Auffrischung
Text: Karina Lübke | Illustration: Mone Seidel
Liebe Hamburgerinnen und Hamburger, das erste Jahr meiner Regentschaft neigt sich langsam dem Ende zu. Um in dieser Vorweihnachtsansprache gleich den Blick auf das Positive zu lenken: Endlich hat unsere Stadt wieder hitzefrei! Mein Kontrollblick streift wohlwollend über die kuschelige graublaue Wolkendecke vor den verregneten Panoramafenstern des königlichen Fern-Seh-Turms.

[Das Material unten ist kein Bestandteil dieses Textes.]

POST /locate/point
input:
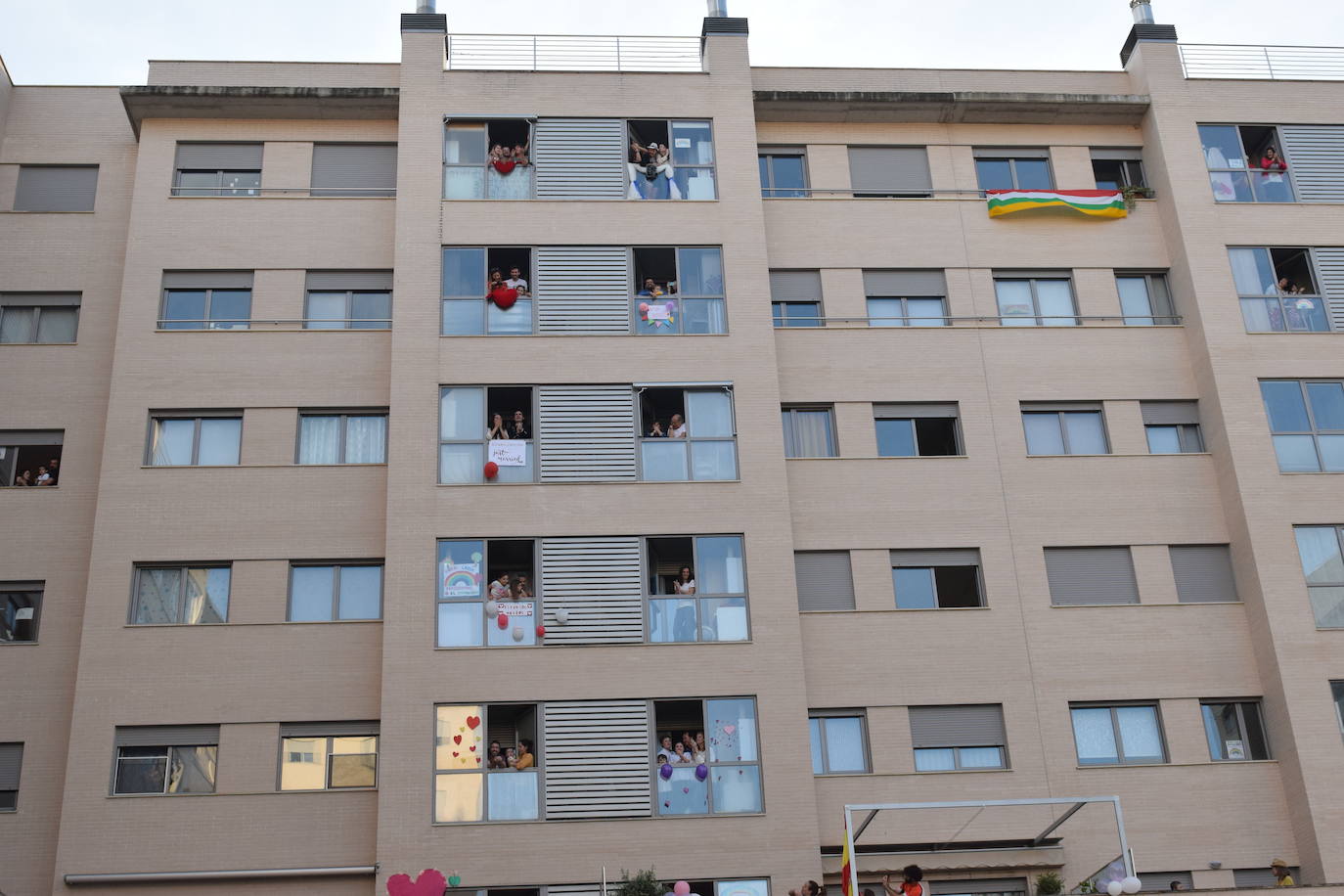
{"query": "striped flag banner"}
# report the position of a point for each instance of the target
(1098, 203)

Unten schmücken Lichterketten, Schals, Mützen und Schirme das Straßenbild. Und zum Glück funktioniert unsere himmlische Sprinkleranlage wieder, denn ich muss sagen, dass ich diesen Hamburger Sommer – normalerweise feinstes norddeutsches Anti-Aging-Wetter, um das wir von Dubai bis Athen glühend beneidet werden – nicht entspannt genießen konnte. Es gab sogar für mich, die ich ökologisch über zwei persönliche Assistenten mit Fächern verfüge, zu viele Tage, an denen die Temperaturen in der Stadt über 30 Grad gestiegen sind, die Anforderungen an die Arbeitsfähigkeit der Einwohner aber nicht entsprechend sanken.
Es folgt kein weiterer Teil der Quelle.